There are many books that show how Buddhist psychology can enhance Western psychotherapy. What is unique about Wegela’s new book is that it is virtually a primer of how to meld the two traditions to your own and your clients’ best advantage. First, she unpacks the Contemplative Psychotherapy tradition, showing the challenges that face the therapist in applying this method in their practice. Then she focuses in on preparing the therapist with the skills that she/he needs to be truly present in order to practice well. She counsels how to establish a firm home practice regimen that can build what she calls the “five competencies” of the Contemplative Psychotherapist”: 1. being present and letting be; 2. seeing clearly and not judging; 3. recognizing and appreciating differences; 4. connecting with others and cultivating relationship; and 5. acting skillfully and letting go. At each competency, she offers simple practices to build each skill and to avoid or work with the pitfalls associated with our own core tendencies (for example, to pull away from what is difficult). First we reclaim our own “brilliant sanity”, a term she gleans from the Shambala tradition of Tibetan Buddhism, and then we will be in a better position to help our clients rediscover their own “brilliant sanity”, much like the airplane safety instructions tell us: put on your own oxygen mask before helping others.

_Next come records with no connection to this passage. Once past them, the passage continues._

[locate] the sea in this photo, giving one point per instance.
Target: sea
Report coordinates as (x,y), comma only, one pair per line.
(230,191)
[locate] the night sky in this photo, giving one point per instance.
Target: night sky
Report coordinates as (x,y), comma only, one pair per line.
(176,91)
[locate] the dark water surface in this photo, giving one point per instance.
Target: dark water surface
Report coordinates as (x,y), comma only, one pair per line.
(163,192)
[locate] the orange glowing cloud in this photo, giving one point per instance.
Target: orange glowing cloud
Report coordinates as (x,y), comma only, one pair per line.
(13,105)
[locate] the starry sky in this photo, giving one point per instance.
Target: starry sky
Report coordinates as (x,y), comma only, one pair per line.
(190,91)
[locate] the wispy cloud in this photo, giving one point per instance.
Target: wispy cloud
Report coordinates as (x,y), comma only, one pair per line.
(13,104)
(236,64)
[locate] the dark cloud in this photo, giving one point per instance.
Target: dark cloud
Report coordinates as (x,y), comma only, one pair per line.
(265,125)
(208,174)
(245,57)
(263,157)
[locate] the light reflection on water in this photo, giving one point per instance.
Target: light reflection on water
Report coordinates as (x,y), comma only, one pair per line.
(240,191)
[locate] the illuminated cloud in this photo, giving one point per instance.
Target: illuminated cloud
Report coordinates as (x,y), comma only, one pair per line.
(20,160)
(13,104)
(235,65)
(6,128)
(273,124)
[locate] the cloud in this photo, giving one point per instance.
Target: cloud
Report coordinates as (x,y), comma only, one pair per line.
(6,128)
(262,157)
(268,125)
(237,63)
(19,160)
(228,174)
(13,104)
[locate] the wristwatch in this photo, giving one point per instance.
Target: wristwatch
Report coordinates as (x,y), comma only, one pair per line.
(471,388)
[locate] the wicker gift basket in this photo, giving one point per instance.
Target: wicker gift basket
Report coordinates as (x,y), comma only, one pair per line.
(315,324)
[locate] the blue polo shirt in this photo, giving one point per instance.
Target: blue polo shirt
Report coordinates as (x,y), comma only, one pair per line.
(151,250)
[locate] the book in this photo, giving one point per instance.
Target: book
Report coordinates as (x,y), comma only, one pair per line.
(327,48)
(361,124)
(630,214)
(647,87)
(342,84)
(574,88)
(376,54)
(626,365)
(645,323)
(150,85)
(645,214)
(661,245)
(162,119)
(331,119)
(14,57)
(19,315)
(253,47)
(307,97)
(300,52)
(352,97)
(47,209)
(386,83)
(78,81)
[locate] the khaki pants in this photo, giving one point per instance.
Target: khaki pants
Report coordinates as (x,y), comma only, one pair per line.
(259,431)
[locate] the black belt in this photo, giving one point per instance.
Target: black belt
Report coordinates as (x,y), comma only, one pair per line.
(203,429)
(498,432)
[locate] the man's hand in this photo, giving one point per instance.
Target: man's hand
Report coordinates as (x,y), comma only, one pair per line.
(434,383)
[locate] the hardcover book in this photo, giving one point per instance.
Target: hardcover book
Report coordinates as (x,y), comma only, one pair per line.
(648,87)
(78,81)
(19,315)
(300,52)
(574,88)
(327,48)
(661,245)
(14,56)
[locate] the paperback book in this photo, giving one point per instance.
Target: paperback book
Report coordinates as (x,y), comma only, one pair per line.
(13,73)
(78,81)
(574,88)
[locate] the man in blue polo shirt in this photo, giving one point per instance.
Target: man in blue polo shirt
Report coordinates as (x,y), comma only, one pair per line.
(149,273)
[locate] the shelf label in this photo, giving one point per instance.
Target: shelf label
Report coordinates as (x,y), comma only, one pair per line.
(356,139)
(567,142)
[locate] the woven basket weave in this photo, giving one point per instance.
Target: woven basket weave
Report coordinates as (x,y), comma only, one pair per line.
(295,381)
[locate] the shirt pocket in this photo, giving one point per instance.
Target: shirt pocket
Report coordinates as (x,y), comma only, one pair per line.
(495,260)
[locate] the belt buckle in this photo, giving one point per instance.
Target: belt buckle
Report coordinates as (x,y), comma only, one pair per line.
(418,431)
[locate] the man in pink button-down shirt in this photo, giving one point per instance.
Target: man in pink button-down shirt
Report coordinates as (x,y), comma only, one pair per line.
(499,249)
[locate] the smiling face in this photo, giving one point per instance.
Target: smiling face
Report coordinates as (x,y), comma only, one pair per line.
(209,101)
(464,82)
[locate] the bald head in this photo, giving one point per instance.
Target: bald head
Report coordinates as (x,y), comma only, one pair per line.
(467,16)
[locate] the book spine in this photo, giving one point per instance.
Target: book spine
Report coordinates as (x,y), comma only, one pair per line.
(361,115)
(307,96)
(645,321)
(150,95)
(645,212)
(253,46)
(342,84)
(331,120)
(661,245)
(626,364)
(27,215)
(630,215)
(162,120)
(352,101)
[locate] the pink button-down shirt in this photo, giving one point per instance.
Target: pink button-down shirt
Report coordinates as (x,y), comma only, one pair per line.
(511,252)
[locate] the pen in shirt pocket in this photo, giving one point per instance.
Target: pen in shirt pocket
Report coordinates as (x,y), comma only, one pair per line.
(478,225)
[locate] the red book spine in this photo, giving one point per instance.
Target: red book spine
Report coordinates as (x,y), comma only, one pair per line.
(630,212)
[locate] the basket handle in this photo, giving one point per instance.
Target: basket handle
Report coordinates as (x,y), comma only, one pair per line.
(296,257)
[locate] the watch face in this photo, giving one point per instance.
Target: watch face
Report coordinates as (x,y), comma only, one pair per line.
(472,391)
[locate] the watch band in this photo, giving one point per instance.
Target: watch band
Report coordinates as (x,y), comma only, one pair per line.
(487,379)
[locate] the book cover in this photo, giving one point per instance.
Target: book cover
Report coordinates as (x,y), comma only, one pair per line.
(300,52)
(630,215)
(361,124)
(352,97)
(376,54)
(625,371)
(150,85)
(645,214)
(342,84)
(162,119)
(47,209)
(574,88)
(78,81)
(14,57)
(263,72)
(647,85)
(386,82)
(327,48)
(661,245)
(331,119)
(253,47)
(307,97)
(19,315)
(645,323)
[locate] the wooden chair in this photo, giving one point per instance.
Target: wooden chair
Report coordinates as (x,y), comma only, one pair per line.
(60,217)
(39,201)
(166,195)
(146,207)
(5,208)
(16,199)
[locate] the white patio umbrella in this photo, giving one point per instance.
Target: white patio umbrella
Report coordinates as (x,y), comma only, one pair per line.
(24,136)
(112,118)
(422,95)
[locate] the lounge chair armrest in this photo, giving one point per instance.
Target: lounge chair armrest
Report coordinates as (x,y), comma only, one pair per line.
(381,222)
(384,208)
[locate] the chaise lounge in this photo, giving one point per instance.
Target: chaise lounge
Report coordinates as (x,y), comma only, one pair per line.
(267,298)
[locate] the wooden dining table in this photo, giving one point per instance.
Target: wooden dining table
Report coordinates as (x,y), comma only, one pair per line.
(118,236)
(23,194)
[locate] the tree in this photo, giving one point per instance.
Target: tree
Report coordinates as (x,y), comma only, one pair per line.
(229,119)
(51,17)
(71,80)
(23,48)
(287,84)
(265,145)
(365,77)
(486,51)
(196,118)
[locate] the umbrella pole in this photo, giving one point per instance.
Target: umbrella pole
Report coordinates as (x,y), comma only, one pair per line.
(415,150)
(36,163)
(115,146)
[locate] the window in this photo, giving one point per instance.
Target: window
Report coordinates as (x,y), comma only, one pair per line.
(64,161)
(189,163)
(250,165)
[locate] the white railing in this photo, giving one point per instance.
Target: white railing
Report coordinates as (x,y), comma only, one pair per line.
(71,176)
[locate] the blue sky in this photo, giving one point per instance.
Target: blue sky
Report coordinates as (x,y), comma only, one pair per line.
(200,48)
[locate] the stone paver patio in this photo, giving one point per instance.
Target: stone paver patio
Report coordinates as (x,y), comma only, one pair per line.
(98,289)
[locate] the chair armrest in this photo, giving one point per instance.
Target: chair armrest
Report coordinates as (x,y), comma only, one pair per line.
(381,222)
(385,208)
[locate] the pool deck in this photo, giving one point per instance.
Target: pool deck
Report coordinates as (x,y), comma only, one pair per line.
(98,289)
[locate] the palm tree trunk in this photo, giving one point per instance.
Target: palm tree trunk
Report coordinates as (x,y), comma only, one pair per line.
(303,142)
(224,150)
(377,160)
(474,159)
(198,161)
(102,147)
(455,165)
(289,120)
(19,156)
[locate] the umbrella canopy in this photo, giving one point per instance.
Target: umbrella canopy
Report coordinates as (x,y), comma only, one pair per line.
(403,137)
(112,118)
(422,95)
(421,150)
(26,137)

This book will be found highly valuable by psychotherapists from any tradition, since it begins from the ancient wise aphorism, physician heal thyself. This may seem like a no-brainer to an outsider looking in on the Western psychotherapeutic tradition, but as Bruce Tift brilliantly exposes in his more recent book on this topic (Bruce Tift. Already Free: Buddhism Meets Psychotherapy. Boulder, CO: Sounds True, 2015), the Western tradition rests on an inherent dichotomous assumption between the “sane expert” and the “sick patient”. Wegela sidesteps this obstacle by treating the therapist first, before moving on to show how the sane therapist can promote the sanity of her/his clients, shifting the power relationship of the therapy situation from expert/patient to twin collaborators in well-being. This shift realizes the Buddhist principle of equanimity, which dispels the triple illusions of the ego: the illusion of superiority, the illusion of inferiority, and the illusion of equality.
This is a thoroughly comprehensive and practical study that would enhance the practice of any therapist, but I also recommend it as valuable and interesting reading for any educated audience, and especially for college students in the field.
© 2015 Wendy C. Hamblet
Wendy C. Hamblet, Ph.D. (Philosophy), Professor, North Carolina A&T State University.